The following paraphrased info from pages 93 & 94 of Getting Started with REW: A Step-by-Step Guide should help clarify the reasoning behind those speaker/sub measurement combinations:

 _Measure Left, Right, Center, and any/all other channels separately. The reason you want to do this is to see exactly how your speakers, individually, interact with the room so you can ensure the best placement for each speaker and choose the best listening position._



_Subs should first be measured separately from the L/C/R/etc. speakers, but as a group. The reason we want to see the subs separately from the mains "first" is to ensure we have found the best placement for our sub or group of subs relative to our listening position(s) and only by measuring them separately from our (assuming bass managed/small with crossover) mains first can we find the best placement for them (to obtain the smoothest response) without possible interactions from the mains which could create or even hide problems with phase/interaction. Basically, by doing this measurement first, we'll later know how our speakers interact with our subs and whether it's positive or negative and where to look to solve the problems._



_If when you measure Speaker+Subs your response in the crossover range deteriorates from your sub(s) only measurements you then know you have poor phase interaction and you need to either raise the crossover, change the distance/phase settings on the sub(s) and/or your AVR, and possibly a combination of both. Without separate measurements first of your individual speakers and sub or sub "group" you won't know if including your speakers have made this response better or worse._



_Once you're satisfied with your per channel + sub(s) response you can then combine L+R+Sub(s) and show the combined response BELOW 300Hz unsmoothed. This is the ONLY measurement you "need" to show with the L+R combined with the sub(s). The reason for this is that most bass is summed/mono and you want to make sure your "combined" response is smoothest since this is what you'll actually be listening to most of the time as far as bass goes._


----------



## Wayne A. Pflughaupt (Apr 13, 2006)

Note that with mains and subs measured together, the information in the quote is talking about a primary interest in response below 300 Hz. For full range measurements, graphs can show a reduction in the high frequencies (some, not wholesale) if both speakers are measured together. This is caused by cancellation due to the mic not being perfectly centered between the two speakers. Naturally this is more of an issue (not having the mic perfectly between the two speakers) the closer the measurement mic is to the speakers. 

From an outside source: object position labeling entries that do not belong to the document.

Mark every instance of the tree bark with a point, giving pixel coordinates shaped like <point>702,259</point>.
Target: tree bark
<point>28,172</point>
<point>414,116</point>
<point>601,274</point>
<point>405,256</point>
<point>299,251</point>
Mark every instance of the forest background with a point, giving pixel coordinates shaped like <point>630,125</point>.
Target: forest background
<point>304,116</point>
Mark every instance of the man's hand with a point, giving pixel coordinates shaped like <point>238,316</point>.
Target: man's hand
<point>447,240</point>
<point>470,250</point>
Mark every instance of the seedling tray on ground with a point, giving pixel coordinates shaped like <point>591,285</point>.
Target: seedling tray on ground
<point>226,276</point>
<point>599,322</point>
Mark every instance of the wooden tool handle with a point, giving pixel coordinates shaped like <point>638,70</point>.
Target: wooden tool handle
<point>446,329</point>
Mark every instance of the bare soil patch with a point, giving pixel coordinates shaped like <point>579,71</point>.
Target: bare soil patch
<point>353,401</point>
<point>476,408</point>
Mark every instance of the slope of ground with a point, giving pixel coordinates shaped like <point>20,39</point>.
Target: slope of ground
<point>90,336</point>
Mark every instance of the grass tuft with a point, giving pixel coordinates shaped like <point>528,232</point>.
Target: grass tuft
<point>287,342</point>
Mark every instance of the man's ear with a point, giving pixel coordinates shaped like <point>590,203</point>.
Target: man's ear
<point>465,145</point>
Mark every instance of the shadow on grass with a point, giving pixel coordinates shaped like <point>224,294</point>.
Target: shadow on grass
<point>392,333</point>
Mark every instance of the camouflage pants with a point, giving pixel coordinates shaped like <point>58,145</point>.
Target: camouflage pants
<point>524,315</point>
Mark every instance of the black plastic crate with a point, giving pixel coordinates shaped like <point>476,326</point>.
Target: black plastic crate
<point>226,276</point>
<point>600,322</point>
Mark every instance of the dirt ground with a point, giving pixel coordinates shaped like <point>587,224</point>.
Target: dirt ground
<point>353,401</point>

Not to say that measuring both speakers together is not without its uses, though. If you were going to manually equalize them, you want to use matching filters above 300 Hz or so, so a reduction in the highs that might occur would be ignored, as you’re looking to deal with any peaks and valleys in the response, not address an overall level issue.

Regards, 
Wayne


----------



## ceh383 (Jan 26, 2013)

Lumen said:


> [*]Measure both speakers combined with subs


So, to the title of this thread...With REW connected via HDMI, how do you measure both speakers + your subs?


----------



## Lumen (May 17, 2014)

ceh383 said:


> So, to the title of this thread...With REW connected via HDMI, how do you measure both speakers + your subs?


REW has no capability to activate three simultaneous channels, so set your AVR to output stereo with bass management. You may need to refer to your owner's manual for details on suitable mode names.


----------